These AET’s would have no topological siginficance - which is a huge difference from IPv6 addresses which are related to the position of the device on an IP network - which makes IPv6 addresses very poor names for things that move about.
A typic AET could look much like a GUID (Globally Unique IDentifier) - http://en.wikipedia.org/wiki/Globally_unique_identifier .
Another form could be domain names where the name is just a name, not an identifier expected to produce an address.
What’s nice about GUID’s is that anybody can create these and with proper rules the chance of collision can be reduced to zero. But domain name structures are collision free, easy to delegate sub-trees, and people understand them. But they are a lot larger in protocol streams than GUIDs. That size might make a difference for applications that are datagram based.
There are issues, of course. Hard issues are things that occur when naming cloud-entities. Those things can split or merge and the question then becomes how that affects their names.
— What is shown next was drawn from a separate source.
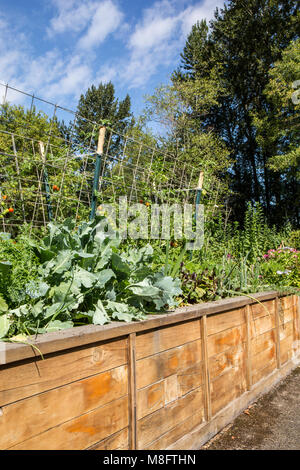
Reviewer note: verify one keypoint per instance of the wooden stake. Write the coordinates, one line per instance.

But if we stay with physical things then the main issue is mapping these names into other things, such as IPv4/IPv6 addresses or SIP URI’s etc. In order to facilite things that move this binding might have to be very dynamic - which means that the domain name system (with GUIDs encoded as some way into names) could be a poor choice because DNS is really not designed to change fast enough to support things that move much or quickly.
Again the ISO/OSI people had interesting thoughts on this. They used a protocol layer above their transport. They called this layer the “session” layer. As with everything ISO/OSI it was horribly over-designed. However the basic concept is something we should consider - which is that of a persistent relationship between the communicating entitites with that relationship being able to span the lifetimes of multiple sucessive underlying transport connections. It is this session notion that allows underlying transport protocol addresses (IPv4/IPv6) to change as a device moves (thus forcing the breaking of TCP connections and the reforming of new ones as the devie moves.) This is much, much more effective than the trianglar juggling that is used for IP mobility.
There are things to be avoided - our wars over domain names strongly suggest that any application layer names have no human semantic content - in other words just things that look like a hodgepodge of numbers to the human eye. And thus no need for UTF-8/Unicode - just bits represented as a structured group of hexadecimal characters (with structuring punctuation.)
Work has been done about adding a new dimension to naming/addressing - which is identifying things by attributes rather than a hard name or address. This concept is useful when one wants to utilize a member of a class without concern about which one. This is an important notion that is only starting to come into play in cloud computing. This attribut-based lookup is only for connection making - Once an appropriate peer is chosen one can then use its actual name.
Over the years the triple of names, addresses, and routes has been a source of constant discussion. The introduction of attributes will add another aspect. And we want to avoid the politics that has hit domain names.